I think the ME intercepts only built-in Ethernet, can someone confirm?
* For servers or desktops, you can plug in a separate PCI network adapter instead of using the one on the mainboard (please correct me if this is wrong or confirm it as I'm unsure about it). That would at least disconnect the ME from the network by default. But anybody could still walk up to your machine, plug a cable into the mainboard ethernet port and own you at the deepest level.
me_cleaner does not disable the ME. It is a partial disablement of ME functionality, but some functionality remains enabled. The ME firmware is an Intel-signed proprietary binary blob part of which is instrumental in the system boot process, so complete removal is impossible.
me_cleaner and/or the HAP bit, or the services offered by laptop vendors which is basically doing the very same for you, may certainly reduce the degree of attack surface and the extent to which the ME poses a threat, but it is not a complete disablement or removal, and you are still reliant on a non-modifiable binary blob to bring up your system; referring to it as removal is misleading.
Since the firmware is proprietary, it's hard to make any guarantees to what extent a reduced-size ME (via me_cleaner and/or the HAP bit) reduces attack surface in practical terms.

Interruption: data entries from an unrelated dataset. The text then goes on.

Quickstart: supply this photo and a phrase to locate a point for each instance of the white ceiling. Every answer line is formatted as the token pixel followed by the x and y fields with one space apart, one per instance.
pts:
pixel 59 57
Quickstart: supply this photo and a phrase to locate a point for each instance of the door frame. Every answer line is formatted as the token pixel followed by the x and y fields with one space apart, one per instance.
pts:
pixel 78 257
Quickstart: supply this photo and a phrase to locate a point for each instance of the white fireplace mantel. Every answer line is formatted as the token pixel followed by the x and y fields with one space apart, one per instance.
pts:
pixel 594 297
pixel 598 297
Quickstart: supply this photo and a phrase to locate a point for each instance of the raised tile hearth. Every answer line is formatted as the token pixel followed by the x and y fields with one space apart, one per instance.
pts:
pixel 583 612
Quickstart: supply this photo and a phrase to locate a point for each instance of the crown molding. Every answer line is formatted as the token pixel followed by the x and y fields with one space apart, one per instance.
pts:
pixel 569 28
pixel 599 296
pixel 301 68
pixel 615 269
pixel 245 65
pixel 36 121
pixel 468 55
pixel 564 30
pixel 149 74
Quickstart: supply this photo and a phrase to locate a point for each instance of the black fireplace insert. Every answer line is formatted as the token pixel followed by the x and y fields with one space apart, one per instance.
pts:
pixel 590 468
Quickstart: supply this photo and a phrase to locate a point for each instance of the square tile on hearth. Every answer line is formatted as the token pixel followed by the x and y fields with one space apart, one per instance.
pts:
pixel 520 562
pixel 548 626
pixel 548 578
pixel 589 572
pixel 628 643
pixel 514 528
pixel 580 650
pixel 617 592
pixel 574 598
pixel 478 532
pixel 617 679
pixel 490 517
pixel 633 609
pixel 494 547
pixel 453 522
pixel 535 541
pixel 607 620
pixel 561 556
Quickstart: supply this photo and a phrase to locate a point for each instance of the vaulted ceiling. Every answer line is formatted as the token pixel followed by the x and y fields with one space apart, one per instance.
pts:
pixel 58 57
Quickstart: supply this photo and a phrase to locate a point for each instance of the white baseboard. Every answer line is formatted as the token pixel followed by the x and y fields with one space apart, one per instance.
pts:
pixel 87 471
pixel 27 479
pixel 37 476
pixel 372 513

My understanding is that even with the HAP bit and me_cleaner applied, the ME continues running at least some functionality after system boot is completed.
This is correct but misleading. The me_cleaner approach, with all options, wipes the entirety of the ME firmware except the module needed for hardware bringup. It then causes the ME to crash as soon as hardware bringup has happened. The host system cannot communicate with the ME processor and the ME processor does not execute any further code after this point. This is the current gold standard.
The next stage would be to disassemble the bringup modules and figure out what exactly they do by reverse engineering, and implement that part independently. People are working on this. So far there is no indication that any of the problematic functionality is in the bringup module.
Nothing requires that the ME initializes the hardware - the BIOS can do so as well. So if the initialization sequence is well-understood the ME can be disabled entirely and the initialization done by coreboot or whatever. This is possible on Intel CPUs. Unfortunately on AMD it doesn't work as unless the secure coprocessor clears the reset lines the other cores cannot wake up.
It seems likely, to me anyway, that the CPU doesn't have any effective way of verifing what is running on the ME. So reversed firmware could just lie to the CPU and tell it that its firmware is signed when it isn't. A similar approch is use the microg project to replace proprietary google play services by spoofing google's signature.
Leaving those backdoors open in older products should lead to a recall because the flaw was there all along.